19 Gram-Schmidt Process, QR-Decomposition, Properties of Q and R

Lecture from 20.11.2024 | Video: Videos ETHZ

This lecture covers the Gram-Schmidt process for orthonormalizing a set of vectors and the concept of the pseudoinverse, a generalization of the matrix inverse for non-square or singular matrices.

Preparations for the Gram-Schmidt Process

Task

Given a subspace $S$ of $R^{m}$ spanned by a basis $a_{1}, \dots, a_{n}$ (i.e., $S = Span (a_{1}, \dots, a_{n})$ ), our goal is to construct an orthonormal basis for $S$ .

The Idea (Two Vectors)

To illustrate the Gram-Schmidt process, consider a subspace spanned by two vectors $a_{1}$ and $a_{2}$ .

Steps:

Normalization: Normalize the first vector $a_{1}$ to obtain: $q_{1} = \frac{a _{1}}{∥ a _{1} ∥} .$
Orthogonalization: Subtract the projection of $a_{2}$ onto $q_{1}$ from $a_{2}$ : $v_{2} = a_{2} - (a_{2}^{T} q_{1}) q_{1} .$ This ensures $v_{2}$ is orthogonal to $q_{1}$ .
- Key observation: $v_{2} \neq = 0$ because $a_{1}$ and $a_{2}$ are linearly independent.
Normalization: Normalize $v_{2}$ to obtain: $q_{2} = \frac{v _{2}}{∥ v _{2} ∥} .$

Claim: $q_{1}$ and $q_{2}$ are orthonormal.

Normalization: By construction, $∥ q_{1} ∥ = 1$ and $∥ q_{2} ∥ = 1$ .
Orthogonality: By definition of $v_{2}$ , the projection of $a_{2}$ onto $q_{1}$ is removed, leaving $v_{2}$ orthogonal to $q_{1}$ . To show this explicitly: $q_{1}^{T} q_{2} = \frac{1}{∥ v _{2} ∥} q_{1}^{T} (a_{2} - (a_{2}^{T} q_{1}) q_{1}) .$

Expanding this: $q_{1}^{T} q_{2} = \frac{1}{∥ v _{2} ∥} (q_{1}^{T} a_{2} - a_{2}^{T} q_{1} \cdot q_{1}^{T} q_{1}) .$

Since $q_{1}^{T} q_{1} = 1$ and $a_{2}^{T} q_{1} = q_{1}^{T} a_{2}$ , this simplifies to: $q_{1}^{T} q_{2} = 0.$

Thus, $q_{1}$ and $q_{2}$ are orthogonal, and since they are also normalized, they form an orthonormal set.

The Gram-Schmidt process works by systematically orthogonalizing and normalizing vectors in a given basis.
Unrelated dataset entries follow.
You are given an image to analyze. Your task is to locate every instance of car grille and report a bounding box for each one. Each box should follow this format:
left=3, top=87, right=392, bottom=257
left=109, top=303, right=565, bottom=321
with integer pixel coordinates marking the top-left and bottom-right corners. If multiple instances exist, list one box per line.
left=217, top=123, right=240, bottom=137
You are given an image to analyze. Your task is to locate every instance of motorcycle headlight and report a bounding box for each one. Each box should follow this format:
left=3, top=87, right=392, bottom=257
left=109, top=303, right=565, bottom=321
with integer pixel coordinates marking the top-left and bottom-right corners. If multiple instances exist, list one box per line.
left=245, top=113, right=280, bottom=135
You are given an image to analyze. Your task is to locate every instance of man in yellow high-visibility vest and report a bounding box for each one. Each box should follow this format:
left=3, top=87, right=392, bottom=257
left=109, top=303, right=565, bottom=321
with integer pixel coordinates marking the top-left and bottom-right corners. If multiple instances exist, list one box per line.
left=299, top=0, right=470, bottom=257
This ensures the resulting vectors are both orthogonal and of unit length, creating an orthonormal basis for the subspace $S$ .
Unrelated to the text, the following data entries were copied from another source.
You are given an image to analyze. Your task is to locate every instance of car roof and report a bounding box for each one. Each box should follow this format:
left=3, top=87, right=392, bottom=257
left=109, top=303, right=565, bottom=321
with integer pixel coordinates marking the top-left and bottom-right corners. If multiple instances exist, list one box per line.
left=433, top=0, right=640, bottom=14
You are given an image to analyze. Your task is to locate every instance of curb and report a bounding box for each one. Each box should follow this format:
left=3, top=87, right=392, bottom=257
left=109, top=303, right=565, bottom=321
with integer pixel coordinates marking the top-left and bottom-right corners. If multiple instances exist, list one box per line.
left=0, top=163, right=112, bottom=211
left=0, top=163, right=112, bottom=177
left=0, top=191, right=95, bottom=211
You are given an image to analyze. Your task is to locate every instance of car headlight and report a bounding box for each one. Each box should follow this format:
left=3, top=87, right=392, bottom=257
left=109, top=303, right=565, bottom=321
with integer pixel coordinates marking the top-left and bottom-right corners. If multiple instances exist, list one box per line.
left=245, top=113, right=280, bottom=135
The process can be extended to any number of vectors, ensuring that each new vector is orthogonal to all previously processed vectors in the set.

The Gram-Schmidt Process

The Gram-Schmidt process is an algorithm for orthonormalizing a set of linearly independent vectors. It transforms a set of vectors $a_{1}, \dots, a_{n}$ that span a subspace $S$ into an orthonormal basis $q_{1}, \dots, q_{n}$ for the same subspace.

Intuition

The process works by iteratively constructing orthonormal vectors from the original basis vectors:

Start by normalizing the first vector $a_{1}$ to create $q_{1}$ .
For each subsequent vector $a_{k}$ , subtract its projection onto the subspace spanned by the previously constructed orthonormal vectors $q_{1}, \dots, q_{k - 1}$ .
This subtraction removes all components of $a_{k}$ that lie in the directions of the existing $q_{i}$ . What remains is a vector orthogonal to all previous $q_{i}$ .
Normalize this orthogonal vector to obtain the next orthonormal vector, $q_{k}$ .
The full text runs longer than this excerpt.